La table est mise pour le grand banquet comme lors de la réforme Parent, dans les années soixante, où la formation professionnelle, qui était un modèle à l’époque, pour de bonnes intentions ou un intérêt supérieur, a été intégrée aux polyvalentes, accessoirement pour se les payer. Cela aura pris vingt-cinq ans pour remettre la FP sur les rails avec la réforme de 1986, avec Claude Ryan et  Jacques Henry, en proposant l’approche par compétences et la construction de nouveaux établissements que nous appelons centres, anciennement les écoles de métier. Cela fait vingt-cinq ans que la réforme de la FP a été initiée, il est temps pour ses démons de réapparaître. Le système scolaire est tanné de tourner en rond avec ses élèves qui ne fonctionnent pas dans le modèle scolaire. Il est maintenant temps de mettre les pendules à l’heure et de rappeler à la FP ses devoirs. Finalement, ce n’est pas si compliqué d’être un mécanicien, une secrétaire, un vendeur, un soudeur ou un usineur. Pour qui se prend la formation professionnelle en exigeant une bonne formation de base aux élèves pour pouvoir devenir des ouvriers autonomes et compétents?  Fini le chichi, la FP c’est la soupape pour intégrer tout le monde quoi qu’en dise ses artisans. Si les programmes sont trop exigeants, que cela ne tienne, nous allons laisser les milieux fabriquer les programmes. Si les examens sont trop difficiles, que cela ne tienne nous allons leur laisser le loisir de fabriquer les examens. Il n’y a plus de problème, la FP sera remise à sa place et l’autruche est contente, elle n’a rien vu passer, le magicien était habile. L’autruche ne se pose plus de question, l’illusion est complète, la FP revient à son point de départ. Ses professeurs vont se transformer d’expert d’une discipline à orthopédagogue, magie, ou en travailleur social, remagie, tout en relevant les défis de l’économie du savoir sans perfectionnement, reremagie.

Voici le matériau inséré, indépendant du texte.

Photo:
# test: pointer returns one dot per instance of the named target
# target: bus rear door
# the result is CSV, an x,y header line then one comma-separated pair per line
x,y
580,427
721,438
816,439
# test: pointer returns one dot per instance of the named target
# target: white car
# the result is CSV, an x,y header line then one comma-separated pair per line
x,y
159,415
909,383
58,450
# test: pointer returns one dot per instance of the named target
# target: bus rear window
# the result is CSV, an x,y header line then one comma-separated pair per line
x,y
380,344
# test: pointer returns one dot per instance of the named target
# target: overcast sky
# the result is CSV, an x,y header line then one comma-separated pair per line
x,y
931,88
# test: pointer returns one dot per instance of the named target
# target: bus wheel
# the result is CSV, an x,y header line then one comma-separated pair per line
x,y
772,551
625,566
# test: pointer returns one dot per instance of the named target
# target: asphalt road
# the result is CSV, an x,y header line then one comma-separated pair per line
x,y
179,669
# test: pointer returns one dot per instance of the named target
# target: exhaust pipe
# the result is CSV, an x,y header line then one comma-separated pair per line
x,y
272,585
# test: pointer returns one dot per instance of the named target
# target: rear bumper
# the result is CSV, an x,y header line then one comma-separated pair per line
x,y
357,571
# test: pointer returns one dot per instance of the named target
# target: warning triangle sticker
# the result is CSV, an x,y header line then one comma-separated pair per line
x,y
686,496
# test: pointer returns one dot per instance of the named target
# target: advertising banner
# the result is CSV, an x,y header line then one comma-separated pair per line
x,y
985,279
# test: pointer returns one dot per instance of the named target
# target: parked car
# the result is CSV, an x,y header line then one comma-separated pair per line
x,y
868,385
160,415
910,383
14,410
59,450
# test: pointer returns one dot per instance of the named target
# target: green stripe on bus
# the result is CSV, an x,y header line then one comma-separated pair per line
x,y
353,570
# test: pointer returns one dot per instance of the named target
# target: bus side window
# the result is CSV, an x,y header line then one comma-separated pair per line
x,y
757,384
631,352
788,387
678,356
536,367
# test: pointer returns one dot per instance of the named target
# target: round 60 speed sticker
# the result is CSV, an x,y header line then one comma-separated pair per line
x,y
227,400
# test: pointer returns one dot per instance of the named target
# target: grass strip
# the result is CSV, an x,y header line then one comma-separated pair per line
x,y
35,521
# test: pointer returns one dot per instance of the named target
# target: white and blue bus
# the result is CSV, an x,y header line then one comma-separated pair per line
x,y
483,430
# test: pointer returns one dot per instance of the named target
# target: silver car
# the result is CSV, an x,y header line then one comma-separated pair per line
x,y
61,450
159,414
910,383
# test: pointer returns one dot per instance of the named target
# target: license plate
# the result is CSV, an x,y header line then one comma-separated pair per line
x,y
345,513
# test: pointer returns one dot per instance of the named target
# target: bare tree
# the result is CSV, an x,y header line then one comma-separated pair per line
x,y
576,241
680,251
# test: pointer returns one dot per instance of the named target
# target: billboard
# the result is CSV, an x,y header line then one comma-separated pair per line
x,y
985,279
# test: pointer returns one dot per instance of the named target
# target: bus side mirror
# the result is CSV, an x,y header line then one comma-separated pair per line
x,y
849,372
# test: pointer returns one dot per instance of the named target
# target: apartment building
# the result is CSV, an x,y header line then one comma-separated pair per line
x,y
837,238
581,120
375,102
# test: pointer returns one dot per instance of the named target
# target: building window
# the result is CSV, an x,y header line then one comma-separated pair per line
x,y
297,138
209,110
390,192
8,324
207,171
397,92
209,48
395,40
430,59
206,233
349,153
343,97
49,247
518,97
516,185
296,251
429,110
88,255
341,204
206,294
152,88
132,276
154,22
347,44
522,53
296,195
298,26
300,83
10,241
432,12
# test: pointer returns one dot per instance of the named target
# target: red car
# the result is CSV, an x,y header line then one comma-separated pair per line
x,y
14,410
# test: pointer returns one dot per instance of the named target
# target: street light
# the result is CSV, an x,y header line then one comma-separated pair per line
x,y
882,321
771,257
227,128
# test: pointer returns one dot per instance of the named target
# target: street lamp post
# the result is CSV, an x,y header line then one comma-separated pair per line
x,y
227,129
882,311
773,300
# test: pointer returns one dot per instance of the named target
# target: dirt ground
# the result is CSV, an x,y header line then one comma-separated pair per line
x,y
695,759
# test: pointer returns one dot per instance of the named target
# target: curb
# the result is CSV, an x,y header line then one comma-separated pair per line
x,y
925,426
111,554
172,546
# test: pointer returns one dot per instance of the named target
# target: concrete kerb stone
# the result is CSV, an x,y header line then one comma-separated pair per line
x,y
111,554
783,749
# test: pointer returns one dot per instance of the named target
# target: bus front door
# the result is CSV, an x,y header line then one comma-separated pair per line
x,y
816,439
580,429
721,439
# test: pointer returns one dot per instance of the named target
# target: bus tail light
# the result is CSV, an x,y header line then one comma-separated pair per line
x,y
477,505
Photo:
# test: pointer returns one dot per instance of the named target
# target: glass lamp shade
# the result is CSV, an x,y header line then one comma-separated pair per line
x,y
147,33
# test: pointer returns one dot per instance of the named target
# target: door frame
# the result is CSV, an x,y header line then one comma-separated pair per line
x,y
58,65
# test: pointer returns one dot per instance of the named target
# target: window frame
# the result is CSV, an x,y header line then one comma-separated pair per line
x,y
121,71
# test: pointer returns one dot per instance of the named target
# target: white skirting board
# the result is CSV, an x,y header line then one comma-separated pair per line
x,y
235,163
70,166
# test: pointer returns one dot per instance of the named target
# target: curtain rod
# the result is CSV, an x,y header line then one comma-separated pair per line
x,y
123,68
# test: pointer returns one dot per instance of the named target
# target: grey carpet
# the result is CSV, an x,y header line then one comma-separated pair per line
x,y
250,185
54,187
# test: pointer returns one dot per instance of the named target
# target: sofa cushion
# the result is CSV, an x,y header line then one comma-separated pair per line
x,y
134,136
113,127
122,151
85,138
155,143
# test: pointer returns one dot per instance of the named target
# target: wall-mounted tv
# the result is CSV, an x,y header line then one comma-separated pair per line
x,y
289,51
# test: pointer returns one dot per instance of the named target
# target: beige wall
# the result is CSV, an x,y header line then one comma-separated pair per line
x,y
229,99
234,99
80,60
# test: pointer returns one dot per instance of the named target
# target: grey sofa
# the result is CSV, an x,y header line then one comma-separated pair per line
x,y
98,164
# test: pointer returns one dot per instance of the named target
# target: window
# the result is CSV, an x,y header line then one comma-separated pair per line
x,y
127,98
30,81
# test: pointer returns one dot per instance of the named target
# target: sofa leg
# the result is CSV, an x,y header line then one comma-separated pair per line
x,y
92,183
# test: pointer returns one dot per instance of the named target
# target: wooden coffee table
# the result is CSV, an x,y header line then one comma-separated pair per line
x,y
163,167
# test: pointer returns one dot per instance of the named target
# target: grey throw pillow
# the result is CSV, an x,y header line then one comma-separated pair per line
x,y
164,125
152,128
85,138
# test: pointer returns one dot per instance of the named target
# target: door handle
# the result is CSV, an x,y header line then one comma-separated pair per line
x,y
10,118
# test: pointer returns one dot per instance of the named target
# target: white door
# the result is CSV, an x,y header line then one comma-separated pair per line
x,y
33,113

Nouvelle attaque, d’autres magiciens apparaissent lorsque certaines autruches se questionnent sur l’insertion professionnelle des élèves. Voyons donc, apprendre un métier ce n’est pas à l’école que tu apprends cela, c’est sur le tas dans l’entreprise pour devenir un bon travailleur productif, pour être en mesure de faire face à la compétitivité. T’apprends ton métier directement en entreprise et on va te donner ton diplôme en même temps, c’est t’y pas beau ça!

Comment des formateurs en entreprise vont-ils pouvoir faire cela? Magie. Comment s’assurer que les diplômes auront la même valeur? Remagie. Comment s’assurer que l’on ne formera pas seulement un travailleur pour une entreprise plutôt qu’un citoyen maître de sa compétence? Reremagie.

La formation professionnelle, pour l’autruche c’est un pis aller. Des jeunes intelligents ça va à l’université. Tu vas en FP quand tu ne peux pas aller ailleurs.

Vous allez me demander que fait le compétent dans l’histoire? Il fait son possible il essaie d’expliquer, de comprendre et d’intervenir, mais il n’est pas magicien. Pendant qu’il développe ses compétences le magicien développe la mystification et l’autruche ne peut voir la différence entre quelqu’un qui sait et quelqu’un qui la manipule.

L’autruche finit par croire le magicien, car il lui dit ce qu’elle veut entendre!